Not long after that performance, Evans announced Toste would be retiring from figure skating to focus on university. That’s when McIntosh teamed up with Mimar to form this current partnership.
“It's like a dating game. But you're not dating,” Mimar said, laughing.
“You know what I mean? Like because you have to practically be living together because of how much time we spend together. It was also hard because at the beginning my English wasn't really good, so trying to talk with Brooke my sentences were not making sense at all. But it got better. My English is good now,” says the Quebec-born skater.
In some ways, Mimar is like Summer in that they both like to joke around and keep things light. It’s something Brooke appreciates because of her overly serious nature.
“I took the opportunity with Ben because I obviously competed against him for a while so I knew that he was good and what he was capable of and I'm glad I took the chance,” she said.
“I think Ben definitely brings more of the goofy side to skating, but when it comes down to it and when we have to be serious, he's very serious. We're a good blend. If it was one way or the other, we probably wouldn't have as much success.”
The time change will make it difficult for Summer and family to keep tabs on her sister’s world championship performances in Japan at worlds, but Summer has already taken to Instagram to post how proud she is of them being named to the team, something she does after every one of Brooke’s performances.
“It definitely makes me feel good. It's nice to see how much she supports me, and I support her too. It's heartwarming. That's how I would put it,” Brooke says.
Brooke and Mimar are on an upwards trajectory that has everyone around them right now excited about what’s to come, brimming with confidence as they make their world championships debut.
Jill and Greg have been incredibly intentional about creating a space where Brooke and Summer don’t feel any expectations.
“Our job as parents is not to coach them at all. It is to make sure that they're in a day-to-day training environment that they have fun in and that they excel in and then are surrounded by really good people. And so far they've had that for their whole career,” Jill says.
Greg marvels at his superhuman family of athletically talented women – and jokes about his baseball and hockey resume.
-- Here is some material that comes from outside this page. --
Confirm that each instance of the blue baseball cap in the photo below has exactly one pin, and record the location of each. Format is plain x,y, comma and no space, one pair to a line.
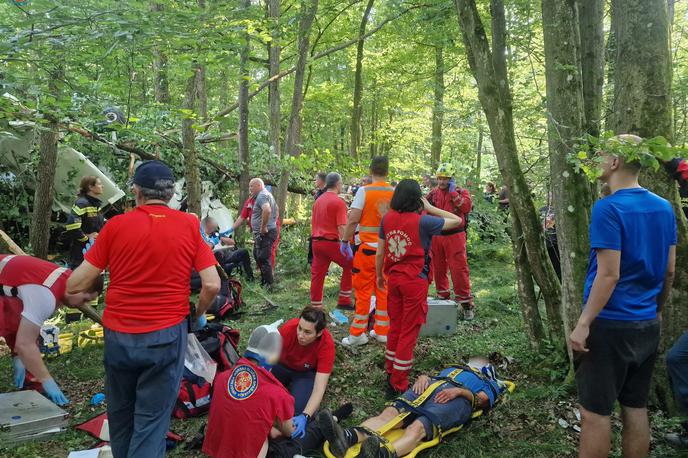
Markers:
151,171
“Nothing compared to three women in my family,” he says, with a smirk on his face.
“I love what sports brings to the human experience. It creates responsibility, accountability, and a desire to perform and an acceptance of failure,” Greg says.
“I think what we tried to do is give the kids access, let them find their passion and then and if they're going to spend time and energy on something, to give it 150 per cent every single time. But there was never any professional pressure to perform, ever.”